91波_吹き荒れる嵐
当たり前だけど、角井さんの正面には……百鬼夜行の進む先には、僕がいる。さっきまで決闘してたんだから、それはそうなんだけど。でも、僕1人なら、それこそ走って逃げちゃえばいい話だ。いくらたくさんの群れだって言っても、パペットの数の壁で時間を稼いで、その間に走ればいい。
でも。指示を受け付けない召喚獣は動くものや気配に反応して、そっちに近寄っていくとも聞いた。そしてすぐ近くには、育扉市で一番人がいる、門環町がある。
しかも、今はオーバーフロウが起こっている最中だ。もうとっくに夜になっているんだし、ほとんどの人は寝ていると思う。それに、周りの小さな町や村から避難してきた人達もいる。だってまだオーバーフロウは終わってないから。
「……っ!」
電話しても、たぶん間に合わない。いや、籠家さんなら間に合うかもしれないけど、そもそも連絡が付くかどうか分からない。門崎さんは、僕から連絡するより、決闘の様子を見てた人達がいなくなってるから、そっちの方が早い。
木透さんはそれ以上に忙しいだろうし、「シエルズメイド」の人達は門崎さんと同じ。じっさいどれくらい妨害があったのかとか、今どうしているのかとか、そういうのは分からない。
けど。今ここで、僕に出来る事は、まだある。
「――【サモン:プレーナイトドラゴン】!」
パペット100万体の時に比べればずっと小さいけど、普通の召喚獣にしては大きめの魔法陣が現れる。そこから出てくるのは、僕より少し大きいぐらいの大きさになったわたげだ。
角井さんはもちろん、門崎さんだって知らない、僕が初心者石で召喚した召喚獣。まだ進化してないけど、それでも既に十分に強い、風属性の宝石竜。暗い中でも、召喚の魔法陣の光で、その姿は綺麗な緑色に輝いていた。
全力を支え続けるのは無理がある。そして、魔力切れを起こしてバテるのだけは避けなきゃいけない。逃げる事も出来なくなるから。でも、御前試合で籠家さんが神様に訴えて、召喚獣の貸し借りは、どんな手段でも出来なくなった。
「わたげ! 相手は強い群れで、空に攻撃する方法もある相手だよ! 気を付けて、端から削って行って! 復活はしない筈だけど、大きいのは小さいのを召喚するから、いけそうならブレスも使っていいから! ただ僕はいつもと違って見えて無いから、指示は出せないんだ、ごめんね! お任せだよ!」
だったら、もう、大丈夫な筈だ。僕が、宝石竜を召喚できる事が知られても、その名前を人前で呼んでも。もちろん、気をつけなくちゃいけないのは変わらないだろうけど。それこそ今は、「緋薔薇の魔女」の弟子、っていう肩書も、増えたんだし。
召喚直後と変わらない可愛い声で返事をして、わたげはまず空へと飛びあがった。そしてぐるっと回ってから一気に加速をかけて……特殊スキル、百鬼夜行で召喚された、制御できない召喚獣の群れのすぐ上を、通り過ぎて行った。

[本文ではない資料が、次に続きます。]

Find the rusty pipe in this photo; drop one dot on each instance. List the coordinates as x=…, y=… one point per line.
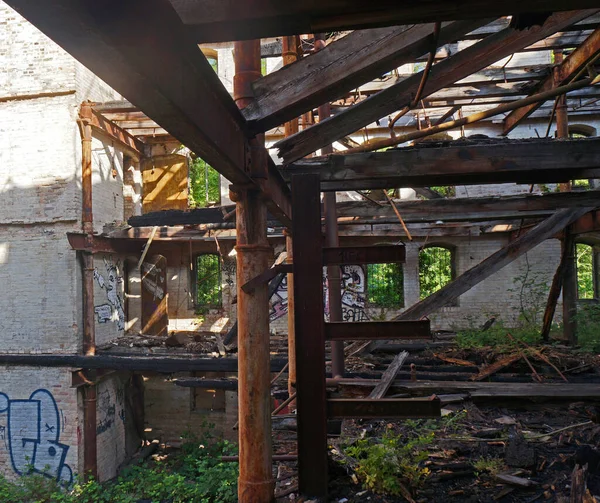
x=334, y=294
x=255, y=482
x=90, y=459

うん。知ってる。わたげが良くやる攻撃方法だ。籠家さんは、ソニックブームもどきで吹っ飛ばすとか賢い奴だな、って言ってた。後で調べたら、音速を越えた時に起こる衝撃波みたいなものだった。……音速は越えてないと思うから、もどきなんだろうなぁ。
「後は……僕の魔力が、どれくらい持つか、かな」
わたげは風属性のドラゴンだから、風に関する行動には、多少攻撃判定が入るんじゃないか。もしくは吹っ飛ばすときに、攻撃判定のある風を纏った状態で突っ込んでるんじゃないか。って籠家さんは言ってたけど……うん。見えて無いけど、百鬼夜行で召喚された召喚獣の悲鳴がすごい事になってるなぁ。
とはいえ、わたげが戦うなら、僕も魔力切れになるかもしれない。だから今僕に出来るのは……魔力切れが分かるように、つまりあんまり疲れないように、少しずつでも、門環町の方に逃げる事だ。僕がやられるのが一番ダメだからね。自分の身は守らないと。